In this article, we have seen the various logging facilities available in the IE browser to track a suspect’s web usage. Correlating time frames from all three facilities can help the investigator a great deal in identifying and understanding the suspect’s activities on the web. In the second part of this article, we would look in detail at the tools and techniques available for Mozilla/Netscape/ Firefox browser forensics.


  5. Hacking Exposed – Computer Forensics
  6. Real Digital Forensics by Keith J Jones, Richard Bejtlich and Curtis W Rose

Lionel Faleiro

Lionel Faleiro

Cybersecurity Analyst & Trainer at Network Intelligence Inc
Photographer | Ex-Univ Professor | SysAdmin | Trainer, Security Analyst & DFIR Enthusiast |
Lionel Faleiro

Latest posts by Lionel Faleiro (see all)


  1. Very nicely explained, there are other more detailed documents in the ODESSA proyect page at sourceforge that complement very well your explanation.

    Thanks for the article.

  2. Nice work you have done. Last half an hour, I went through your first article and KK’s extortion thro DDoS and your browser article. After going through unveiling browser, I really learnt some good tweaks from this article. Nice work. About this DDoS article, I have to say that, these attacks are very common these days cos no one is really taking precautions before he is targetted. Moreover if that company is running EPortal for stocks or other things, then they should always choose port and open that port only and specifically they should never use 80 and 443… thats wht i think.Regards,
    Krishna Suryanarayanan

  3. In regards to your internet cache investigation, I would like to say that this article is very interesting. I like to add that NetAnalysis is also very good tool.I have personaly used NatAnalysis. Its very handy , easy to use and lots of option to investigate. Even the Hi-Tech Crime Units here in Uk use this tool.


  4. Can i have any information about IE Downloads in Xp.
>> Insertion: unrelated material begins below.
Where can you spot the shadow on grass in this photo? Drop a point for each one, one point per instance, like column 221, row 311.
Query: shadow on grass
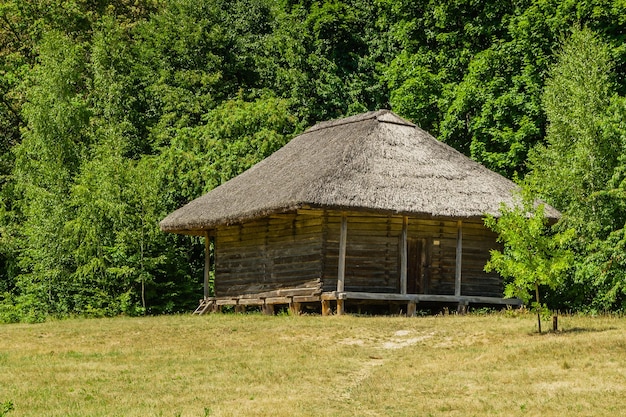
column 573, row 330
    Where it stores that data,which index file i can process to get that information like URL,Downloaded path,downloaded file size,State of download etc..

  5. Very good website you have here but I was curious if you knew of any community
    forums that cover the same topics talked about here?
    I’d really love to be a part of community where I can get feed-back from other knowledgeable people that share the same interest.
    If you have any recommendations, please let me know. Thanks!